С «Божедомов» (будущие «Соборяне») и «Плодомасовских карликов» начинается новый Лесков: Лесков хроник, сказов и «рассказов кстати», Лесков – мозаист, стилизатор и антиквар.
И вот – Лесков 70-х годов: знаток и любитель старых икон и рукописей, книжник, завсегдатай и приятель букинистов, которых он ценит и уважает больше, чем многих писателей, и легче с ними дружит, потому что чувствует в них собратьев по артистической любви к вещи, к старине, к слову, к книге. С «большой» литературой, с толстыми журналами он почти порвал: он печатается в газетах <…>. В 80-х годах его главный орган, кроме газет, – «Исторический вестник».
При его эстетической позиции это сотрудничество в газетах кажется парадоксальным, но оно совершенно закономерно.
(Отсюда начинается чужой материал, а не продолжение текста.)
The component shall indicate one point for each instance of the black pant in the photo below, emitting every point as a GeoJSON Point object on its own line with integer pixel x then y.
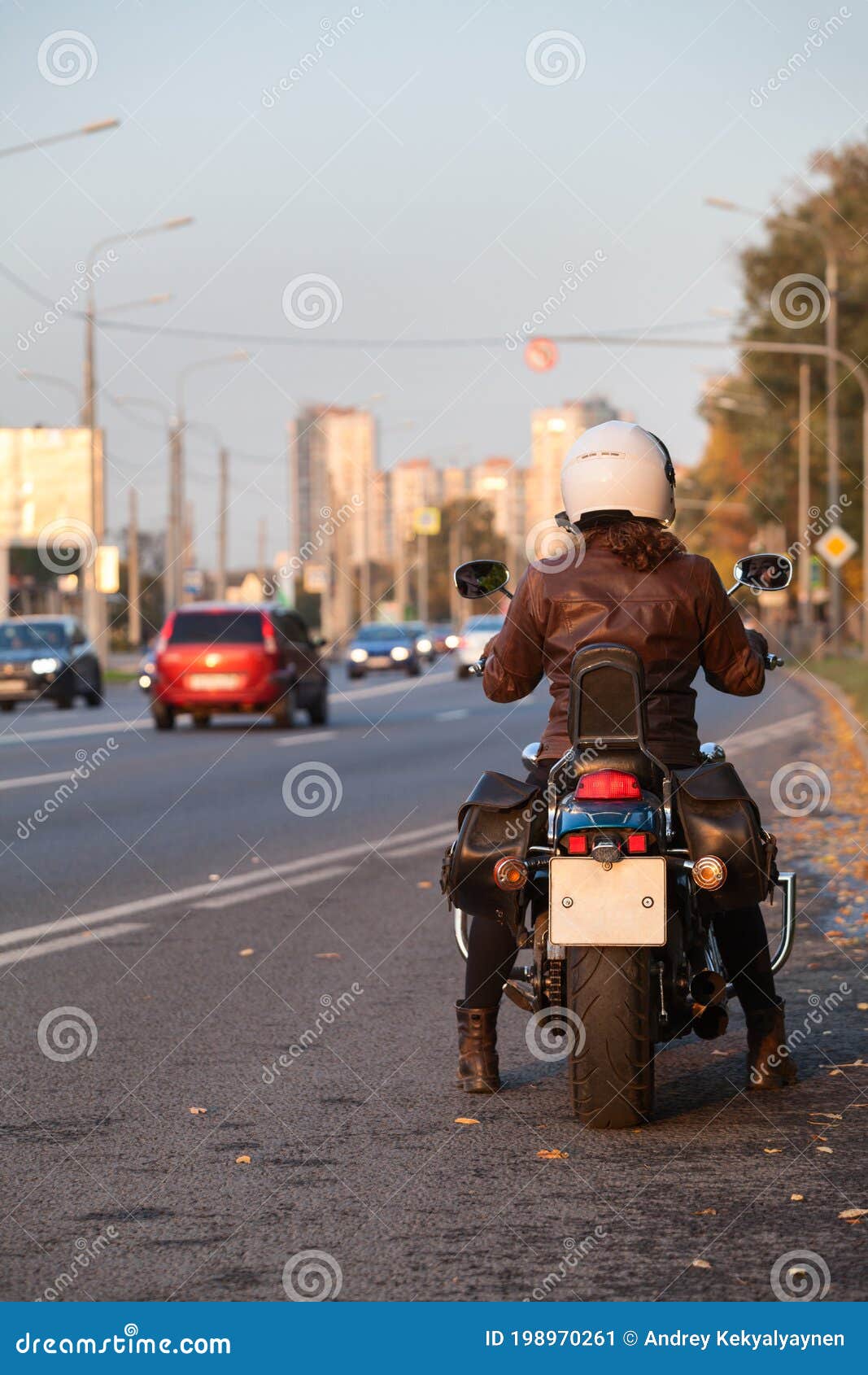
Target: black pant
{"type": "Point", "coordinates": [740, 936]}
Он вовсе не «эстет»; наоборот – он, как я уже говорил, эстрадник, рассказчик, говорун. Поэтому он гораздо охотнее и легче, чем другие, идет к жанрам примитивным, иногда почти доходя до лубка.
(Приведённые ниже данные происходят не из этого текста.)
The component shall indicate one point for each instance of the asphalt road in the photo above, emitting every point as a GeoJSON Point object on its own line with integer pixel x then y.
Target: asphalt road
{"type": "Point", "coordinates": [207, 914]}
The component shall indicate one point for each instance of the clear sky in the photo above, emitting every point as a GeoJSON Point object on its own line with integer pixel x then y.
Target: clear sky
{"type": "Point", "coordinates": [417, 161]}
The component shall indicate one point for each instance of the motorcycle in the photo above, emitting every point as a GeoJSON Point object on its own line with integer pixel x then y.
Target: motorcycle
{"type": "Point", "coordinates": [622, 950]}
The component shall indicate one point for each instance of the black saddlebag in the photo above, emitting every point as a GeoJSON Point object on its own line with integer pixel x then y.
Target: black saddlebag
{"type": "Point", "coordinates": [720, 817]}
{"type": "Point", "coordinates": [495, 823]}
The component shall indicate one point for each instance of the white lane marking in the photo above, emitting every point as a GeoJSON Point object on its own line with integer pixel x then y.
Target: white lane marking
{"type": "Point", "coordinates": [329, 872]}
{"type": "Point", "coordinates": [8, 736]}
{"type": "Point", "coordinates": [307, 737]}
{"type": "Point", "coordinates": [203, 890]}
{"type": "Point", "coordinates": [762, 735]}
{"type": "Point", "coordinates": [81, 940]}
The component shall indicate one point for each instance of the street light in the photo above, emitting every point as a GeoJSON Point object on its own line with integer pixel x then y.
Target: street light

Это главное у формалистов: они ищут своеобразие писателей не в идейных их предпочтениях, а в особенностях их художественного мастерства. А этот самый «филологизм» Лескова, уже лишенный идеологических (в данном случае славянофильских) мотивировок, как раз и уводил его в сторону от учительной, идейной, интеллигентской литературы. И здесь он стал собой, Лесковым, которого мы знаем. Эйхенбаум:
…жанры «большой», идеологической литературы ему не удавались и для него не характерны. Его органический, наиболее типичный для него жанр – хроника, построенная по принципу нанизывания ряда приключений и происшествий на героя, который сам и рассказывает о них любопытствующим слушателям <…>.
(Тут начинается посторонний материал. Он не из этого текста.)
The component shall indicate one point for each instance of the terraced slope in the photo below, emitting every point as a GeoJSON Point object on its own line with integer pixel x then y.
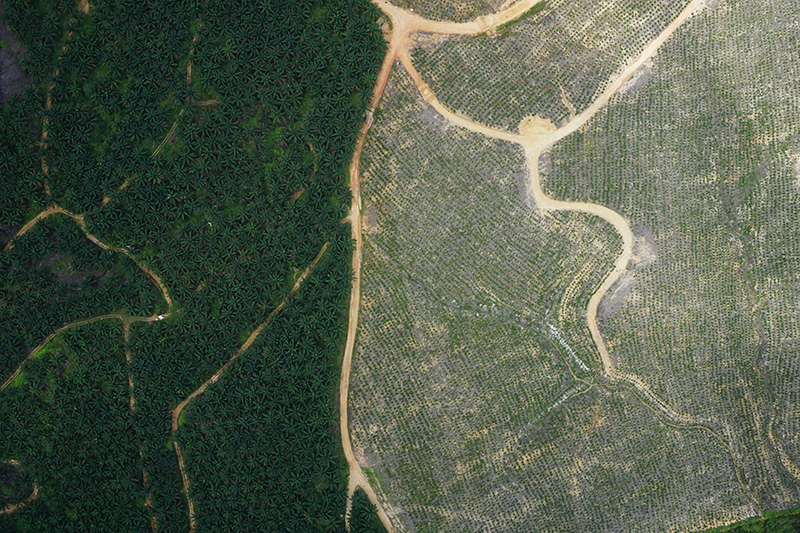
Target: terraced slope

Другой жанр Лескова, насквозь пропитанный филологизмом, – это «сказ» (как «Левша», «Леон дворецкий сын» или «Запечатленный ангел»), где речевая мозаика, постановка лексики и голоса являются главным организующим принципом. Это жанр отчасти лубочный, отчасти антикварный.
<…>
Эта система внутренно враждебна к фабульной и психологической беллетристике – к роману с любовью и даже без нее. Система Лескова – система бытовых конкретностей и языковых деталей, система складываний, прикосновений и сцеплений, а не узлов. У него иной масштаб – гораздо более мелкий, чем в обычной беллетристике.
<…>
Он – кустарь-одиночка, погруженный в свое писательское ремесло и знающий все секреты словесной мозаики. Отсюда – его гордость и обида на идеологов. Поза обиженного, но гордого писателя была у него позой не столько вынужденной, сколько им самим выбранной и характерной. Ею он оборонял свое право на художество.